For any collection of finite structures closed under isomorphism (i.e., an age) which has the Hereditary Property (HP), the Joint Embedding Property (JEP), and the Cofinal Amalgamation Property (CAP), there is a unique (up to isomorphism) countable structure which is cofinally ultrahomogeneous with the given age. Such a structure is called the cofinal Fraïssé limit of the age. In this paper, we consider the computational strength needed to construct the cofinal Fraïssé limit of a computable age. We show that this construction can always be done using the oracle 0''', and that there are ages that require 0''. In contrast, we show that if one assumes the strengthening of (CAP) known as the Amalgamation Property (AP), then the resulting limit, called the Fraïssé limit, can be constructed from the age using 0'. Our results therefore show that the more general case of cofinal Fraïssé limits requires greater computational strength than Fraïssé limits.

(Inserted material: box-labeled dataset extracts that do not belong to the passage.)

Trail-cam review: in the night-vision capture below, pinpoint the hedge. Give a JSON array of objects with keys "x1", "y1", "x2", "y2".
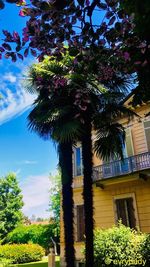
[
  {"x1": 0, "y1": 244, "x2": 45, "y2": 263},
  {"x1": 5, "y1": 224, "x2": 59, "y2": 252},
  {"x1": 94, "y1": 223, "x2": 150, "y2": 267}
]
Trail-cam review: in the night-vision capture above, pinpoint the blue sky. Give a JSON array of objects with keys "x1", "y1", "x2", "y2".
[{"x1": 0, "y1": 4, "x2": 57, "y2": 217}]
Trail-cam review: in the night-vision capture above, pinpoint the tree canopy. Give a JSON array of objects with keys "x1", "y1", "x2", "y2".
[{"x1": 0, "y1": 0, "x2": 150, "y2": 104}]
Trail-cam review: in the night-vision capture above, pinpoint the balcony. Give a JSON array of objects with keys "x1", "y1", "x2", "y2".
[{"x1": 93, "y1": 152, "x2": 150, "y2": 181}]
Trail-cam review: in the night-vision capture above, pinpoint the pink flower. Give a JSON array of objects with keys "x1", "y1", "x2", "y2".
[
  {"x1": 19, "y1": 9, "x2": 25, "y2": 17},
  {"x1": 86, "y1": 0, "x2": 90, "y2": 6},
  {"x1": 124, "y1": 52, "x2": 130, "y2": 61}
]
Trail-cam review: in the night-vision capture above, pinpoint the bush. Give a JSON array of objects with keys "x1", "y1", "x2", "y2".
[
  {"x1": 141, "y1": 234, "x2": 150, "y2": 267},
  {"x1": 0, "y1": 244, "x2": 44, "y2": 263},
  {"x1": 5, "y1": 224, "x2": 59, "y2": 254},
  {"x1": 94, "y1": 224, "x2": 146, "y2": 267}
]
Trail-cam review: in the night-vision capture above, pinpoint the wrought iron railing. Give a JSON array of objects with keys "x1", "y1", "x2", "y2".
[{"x1": 93, "y1": 152, "x2": 150, "y2": 181}]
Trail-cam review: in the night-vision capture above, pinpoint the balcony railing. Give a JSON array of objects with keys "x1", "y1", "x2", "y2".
[{"x1": 93, "y1": 152, "x2": 150, "y2": 181}]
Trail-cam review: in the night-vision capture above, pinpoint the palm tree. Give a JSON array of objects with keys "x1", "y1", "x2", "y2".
[
  {"x1": 25, "y1": 54, "x2": 136, "y2": 267},
  {"x1": 26, "y1": 59, "x2": 83, "y2": 267}
]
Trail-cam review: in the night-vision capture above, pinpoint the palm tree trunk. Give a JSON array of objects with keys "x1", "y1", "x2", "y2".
[
  {"x1": 59, "y1": 143, "x2": 75, "y2": 267},
  {"x1": 82, "y1": 122, "x2": 94, "y2": 267}
]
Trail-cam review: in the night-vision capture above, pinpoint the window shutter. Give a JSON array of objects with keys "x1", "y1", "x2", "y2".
[
  {"x1": 77, "y1": 205, "x2": 85, "y2": 241},
  {"x1": 116, "y1": 197, "x2": 136, "y2": 228},
  {"x1": 126, "y1": 128, "x2": 134, "y2": 157},
  {"x1": 144, "y1": 121, "x2": 150, "y2": 151},
  {"x1": 126, "y1": 197, "x2": 136, "y2": 228},
  {"x1": 116, "y1": 199, "x2": 128, "y2": 226}
]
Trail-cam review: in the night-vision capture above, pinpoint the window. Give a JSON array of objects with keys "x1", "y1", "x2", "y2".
[
  {"x1": 125, "y1": 128, "x2": 134, "y2": 157},
  {"x1": 144, "y1": 121, "x2": 150, "y2": 151},
  {"x1": 103, "y1": 128, "x2": 134, "y2": 177},
  {"x1": 77, "y1": 205, "x2": 85, "y2": 241},
  {"x1": 75, "y1": 147, "x2": 83, "y2": 176},
  {"x1": 115, "y1": 197, "x2": 137, "y2": 228}
]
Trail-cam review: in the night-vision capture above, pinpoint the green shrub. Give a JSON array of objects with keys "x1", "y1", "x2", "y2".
[
  {"x1": 94, "y1": 224, "x2": 146, "y2": 267},
  {"x1": 5, "y1": 224, "x2": 59, "y2": 254},
  {"x1": 0, "y1": 258, "x2": 12, "y2": 267},
  {"x1": 0, "y1": 244, "x2": 44, "y2": 263},
  {"x1": 141, "y1": 234, "x2": 150, "y2": 267}
]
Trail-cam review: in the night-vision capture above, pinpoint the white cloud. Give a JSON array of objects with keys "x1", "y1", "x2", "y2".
[
  {"x1": 3, "y1": 72, "x2": 17, "y2": 83},
  {"x1": 0, "y1": 81, "x2": 35, "y2": 125},
  {"x1": 21, "y1": 174, "x2": 51, "y2": 217},
  {"x1": 17, "y1": 160, "x2": 37, "y2": 165}
]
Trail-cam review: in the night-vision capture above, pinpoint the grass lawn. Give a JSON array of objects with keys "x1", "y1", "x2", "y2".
[{"x1": 13, "y1": 257, "x2": 60, "y2": 267}]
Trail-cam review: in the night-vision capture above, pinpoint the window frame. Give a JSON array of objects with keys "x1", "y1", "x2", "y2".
[
  {"x1": 75, "y1": 204, "x2": 85, "y2": 242},
  {"x1": 143, "y1": 118, "x2": 150, "y2": 151},
  {"x1": 73, "y1": 145, "x2": 83, "y2": 177},
  {"x1": 113, "y1": 193, "x2": 140, "y2": 230}
]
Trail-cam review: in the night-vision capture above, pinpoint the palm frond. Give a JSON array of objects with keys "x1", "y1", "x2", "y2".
[{"x1": 94, "y1": 123, "x2": 125, "y2": 160}]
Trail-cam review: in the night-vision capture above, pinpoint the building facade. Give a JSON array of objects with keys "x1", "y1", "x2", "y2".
[{"x1": 60, "y1": 99, "x2": 150, "y2": 266}]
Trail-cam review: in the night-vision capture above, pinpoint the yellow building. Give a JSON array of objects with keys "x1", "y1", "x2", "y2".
[{"x1": 60, "y1": 99, "x2": 150, "y2": 267}]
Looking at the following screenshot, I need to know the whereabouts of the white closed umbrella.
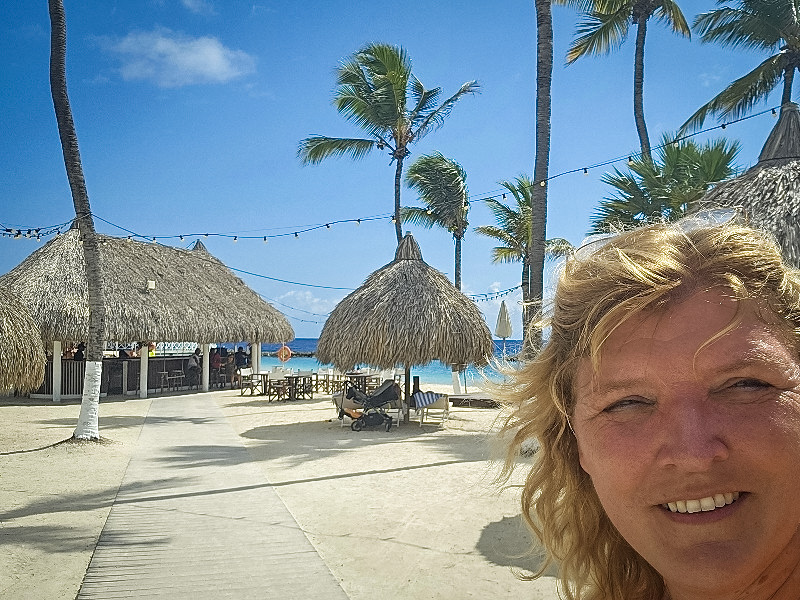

翻译：对于在同构意义下封闭（即一个年龄）且满足遗传性（HP）、联合嵌入性（JEP）与共尾合并性（CAP）的任意有限结构集合，存在一个唯一的（在同构意义下）可数结构，该结构相对于给定年龄是共尾超齐次的。这样的结构被称为该年龄的共尾Fraïssé极限。本文中，我们考虑构造可计算年龄的共尾Fraïssé极限所需的计算强度。我们证明该构造总可以使用谕示0'''完成，并且存在需要0'''的年龄。相比之下，我们证明若假设（CAP）的强化版本——即合并性（AP）——则所得极限（称为Fraïssé极限）可以仅使用0'从年龄构造出来。因此，我们的结果表明，共尾Fraïssé极限这一更一般的情形比Fraïssé极限需要更强的计算能力。